Las Alas Aspiradas - Capítulo 21

 

CAPÍTULO 21

 

 

 

Teniendo en cuenta que el Mar Amarillo no era un lugar hecho para la vida humana, viajar allí implicaba ciertas dificultades. Esto tenía mucho sentido para Shushou. No hay caminos adecuados, no hay posadas, no hay tiendas. Los youma vagaban a su antojo. Pasar una sola noche en el Mar Amarillo era poner la vida del hombre más fuerte en situación de riesgo.

—Eso es lo que he oído —dijo Shushou, inclinándose hacia delante mientras subía la pendiente aparentemente interminable.

El hecho era que no había carreteras en el Mar Amarillo, como la que ella estaba caminando en ese momento.

—¿El qué? —dijo Rikou.

Shushou se encogió de hombros.

—He oído que no había ninguna carretera en el Mar Amarillo. Así que pensé que había sido como entrar en tierras inexploradas. Una vez fui a las montañas para recoger castañas. Hemos tenido que abrirnos paso a través de la maleza, limpiar de ramas el camino, agarrarse a los troncos de los árboles en el paso hacia arriba y aferrarse a las matas de hierba en el camino hacia abajo. Pensé que sería algo por el estilo. El mayor problema era que estaba perdiendo el sentido de la orientación. Había que encontrar a alguien que conociera las montañas como la palma de su mano y sonsacarle la mejor manera de averiguar dónde estaba uno y a dónde debía ir.

—¿Oh, en serio?

Rikou le sonrió. Shushou le dedicó una sonrisa irónica a su vez y suspiró.

—Pero el Mar Amarillo tiene caminos. Al menos hasta este punto, no es que he estado pensando acerca de cómo las cosas serían mucho mejor si hubiera una carretera real. Mucho peor es caminar y caminar y nunca llegar a ningún lugar como una ciudad o un pueblo.

—¿Cómo es eso?

—Si estás caminando en una carretera real y te cansas, puedes buscar la ciudad más cercana. Las necesidades pueden cubrirse a lo largo del camino. Si tienes hambre, puedes comprar algo de comer. Si tienes sed, puedes parar en un pueblo y tomar prestado del cubo de agua de un pozo. Pero eso no es de lo que estoy hablando. En mi camino a Ken, a menudo dormía en los espacios debajo de los mausoleos. Pensé que acampar en el Mar Amarillo sería algo por el estilo, pero no tienen nada en común. Al acampar a lo largo de una carretera siempre hay un pueblo cercano donde puedes abastecerte de suministros.

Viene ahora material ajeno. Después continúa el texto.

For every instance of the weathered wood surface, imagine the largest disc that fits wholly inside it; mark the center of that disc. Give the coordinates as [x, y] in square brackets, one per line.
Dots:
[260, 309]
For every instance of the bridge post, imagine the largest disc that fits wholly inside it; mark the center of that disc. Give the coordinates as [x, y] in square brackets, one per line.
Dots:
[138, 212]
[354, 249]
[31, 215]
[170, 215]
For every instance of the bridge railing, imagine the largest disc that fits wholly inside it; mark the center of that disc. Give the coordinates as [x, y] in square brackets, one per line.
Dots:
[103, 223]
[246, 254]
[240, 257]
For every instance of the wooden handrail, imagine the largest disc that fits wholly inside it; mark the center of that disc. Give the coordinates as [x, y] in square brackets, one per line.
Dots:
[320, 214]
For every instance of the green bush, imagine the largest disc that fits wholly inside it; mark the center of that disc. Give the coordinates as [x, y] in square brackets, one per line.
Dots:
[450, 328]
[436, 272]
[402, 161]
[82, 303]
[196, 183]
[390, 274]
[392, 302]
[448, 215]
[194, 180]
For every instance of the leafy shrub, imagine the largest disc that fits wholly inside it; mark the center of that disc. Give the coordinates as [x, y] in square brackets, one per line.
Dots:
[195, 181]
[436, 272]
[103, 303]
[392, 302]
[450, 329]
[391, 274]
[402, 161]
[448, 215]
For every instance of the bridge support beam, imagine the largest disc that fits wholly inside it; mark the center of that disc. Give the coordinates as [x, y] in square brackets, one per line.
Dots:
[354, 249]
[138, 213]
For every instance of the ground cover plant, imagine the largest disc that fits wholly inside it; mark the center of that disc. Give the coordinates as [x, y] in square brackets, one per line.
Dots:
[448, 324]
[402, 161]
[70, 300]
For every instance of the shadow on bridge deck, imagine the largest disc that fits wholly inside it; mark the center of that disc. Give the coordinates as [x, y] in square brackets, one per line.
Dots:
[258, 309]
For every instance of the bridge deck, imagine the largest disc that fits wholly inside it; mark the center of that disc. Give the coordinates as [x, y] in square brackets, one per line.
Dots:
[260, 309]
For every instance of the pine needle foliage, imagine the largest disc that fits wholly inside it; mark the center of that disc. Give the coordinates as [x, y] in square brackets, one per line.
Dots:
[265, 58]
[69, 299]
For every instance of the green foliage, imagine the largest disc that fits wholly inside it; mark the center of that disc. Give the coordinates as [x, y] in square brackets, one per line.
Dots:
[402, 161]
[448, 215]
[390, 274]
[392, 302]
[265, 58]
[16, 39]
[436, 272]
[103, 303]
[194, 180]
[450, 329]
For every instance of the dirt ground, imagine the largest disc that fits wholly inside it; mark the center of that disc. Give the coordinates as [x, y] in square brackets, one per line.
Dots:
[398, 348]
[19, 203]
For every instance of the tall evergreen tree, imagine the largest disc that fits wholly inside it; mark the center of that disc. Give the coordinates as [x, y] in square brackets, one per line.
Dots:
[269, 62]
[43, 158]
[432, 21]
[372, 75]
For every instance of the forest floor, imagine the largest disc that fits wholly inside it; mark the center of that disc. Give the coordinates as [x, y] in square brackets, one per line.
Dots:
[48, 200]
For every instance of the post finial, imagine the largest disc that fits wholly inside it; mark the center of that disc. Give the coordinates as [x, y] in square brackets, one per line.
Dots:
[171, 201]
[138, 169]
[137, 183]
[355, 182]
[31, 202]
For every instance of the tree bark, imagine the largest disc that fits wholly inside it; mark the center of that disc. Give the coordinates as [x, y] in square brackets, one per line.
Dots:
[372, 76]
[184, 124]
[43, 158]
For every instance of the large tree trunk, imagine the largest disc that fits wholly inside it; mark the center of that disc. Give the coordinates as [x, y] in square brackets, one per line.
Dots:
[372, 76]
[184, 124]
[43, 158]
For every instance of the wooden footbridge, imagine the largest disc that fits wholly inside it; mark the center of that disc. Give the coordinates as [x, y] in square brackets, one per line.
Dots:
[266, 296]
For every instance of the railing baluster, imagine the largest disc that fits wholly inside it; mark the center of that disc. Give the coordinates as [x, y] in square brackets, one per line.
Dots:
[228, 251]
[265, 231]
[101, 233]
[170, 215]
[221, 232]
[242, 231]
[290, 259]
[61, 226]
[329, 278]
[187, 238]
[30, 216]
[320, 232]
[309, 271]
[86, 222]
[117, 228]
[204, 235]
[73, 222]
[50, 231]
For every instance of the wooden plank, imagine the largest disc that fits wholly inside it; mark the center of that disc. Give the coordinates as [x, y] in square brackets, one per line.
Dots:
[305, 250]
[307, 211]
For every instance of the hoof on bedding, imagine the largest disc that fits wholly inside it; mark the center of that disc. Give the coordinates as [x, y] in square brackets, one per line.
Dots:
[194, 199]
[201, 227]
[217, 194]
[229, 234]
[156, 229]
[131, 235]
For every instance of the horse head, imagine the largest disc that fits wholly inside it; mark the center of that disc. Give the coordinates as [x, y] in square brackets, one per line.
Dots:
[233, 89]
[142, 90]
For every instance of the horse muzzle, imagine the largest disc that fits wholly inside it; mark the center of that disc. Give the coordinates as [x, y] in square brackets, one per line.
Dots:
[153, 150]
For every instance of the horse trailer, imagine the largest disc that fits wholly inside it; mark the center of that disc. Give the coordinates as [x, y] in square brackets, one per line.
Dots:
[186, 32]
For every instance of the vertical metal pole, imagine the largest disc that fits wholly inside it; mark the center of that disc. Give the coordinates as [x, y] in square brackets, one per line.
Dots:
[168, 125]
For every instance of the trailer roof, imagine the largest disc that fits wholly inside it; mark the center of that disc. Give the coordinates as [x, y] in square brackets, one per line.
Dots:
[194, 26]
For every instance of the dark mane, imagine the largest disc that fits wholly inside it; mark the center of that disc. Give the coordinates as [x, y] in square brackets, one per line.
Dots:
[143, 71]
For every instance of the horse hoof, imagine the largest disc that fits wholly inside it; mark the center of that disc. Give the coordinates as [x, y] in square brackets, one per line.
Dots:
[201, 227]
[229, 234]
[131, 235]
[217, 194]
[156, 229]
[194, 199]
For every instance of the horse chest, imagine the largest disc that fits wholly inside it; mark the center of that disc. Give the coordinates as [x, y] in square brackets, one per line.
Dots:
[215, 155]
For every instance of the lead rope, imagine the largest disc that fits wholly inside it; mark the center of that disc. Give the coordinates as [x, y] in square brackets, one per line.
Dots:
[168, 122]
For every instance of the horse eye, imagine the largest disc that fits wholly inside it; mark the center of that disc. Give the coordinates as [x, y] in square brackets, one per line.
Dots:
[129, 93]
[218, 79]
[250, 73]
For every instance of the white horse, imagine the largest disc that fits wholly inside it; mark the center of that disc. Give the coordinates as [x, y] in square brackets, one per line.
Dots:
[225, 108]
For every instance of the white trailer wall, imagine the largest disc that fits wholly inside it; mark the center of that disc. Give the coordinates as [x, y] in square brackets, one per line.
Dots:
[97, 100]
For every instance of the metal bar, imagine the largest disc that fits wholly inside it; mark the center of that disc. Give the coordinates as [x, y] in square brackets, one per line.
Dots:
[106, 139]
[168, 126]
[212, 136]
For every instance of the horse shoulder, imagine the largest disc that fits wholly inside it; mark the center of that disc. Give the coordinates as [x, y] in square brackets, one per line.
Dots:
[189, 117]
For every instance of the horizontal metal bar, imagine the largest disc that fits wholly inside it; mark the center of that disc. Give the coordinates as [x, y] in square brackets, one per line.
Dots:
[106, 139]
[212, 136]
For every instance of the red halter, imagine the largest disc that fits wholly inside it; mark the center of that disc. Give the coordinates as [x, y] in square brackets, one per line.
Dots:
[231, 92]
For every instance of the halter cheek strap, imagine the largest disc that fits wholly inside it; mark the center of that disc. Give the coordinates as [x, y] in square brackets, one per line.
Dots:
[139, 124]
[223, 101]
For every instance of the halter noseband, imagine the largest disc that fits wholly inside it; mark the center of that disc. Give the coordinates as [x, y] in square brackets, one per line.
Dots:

Shushou se inclinó para recoger una pieza prometedora de leña. Kinhaku dijo, medio sorprendido, medio en broma:

—Un camino no es una banda plana de tierra que sigue y sigue. Un camino es el camino y lo que lo rodea, donde los viajeros no tienen ningún miedo de morir de hambre o morir de sed, donde pueden descansar cuando se cansan. Según esta definición, sin duda hay carreteras en el Mar Amarillo. —Durante los últimos dos días, Kinhaku y sus compañeros habían estado aquí y allá y en todas partes, y siempre a distancia de un grito. Más que eso, los grupos con guía koushu habían comenzado claramente a cerrar filas—. Tienes muchas agallas. ¿Así que ese es el tipo de cosas en las que piensas mientras caminas por el Mar Amarillo?

—Por supuesto. ¿Cómo se convierte uno en un goushi o shushi?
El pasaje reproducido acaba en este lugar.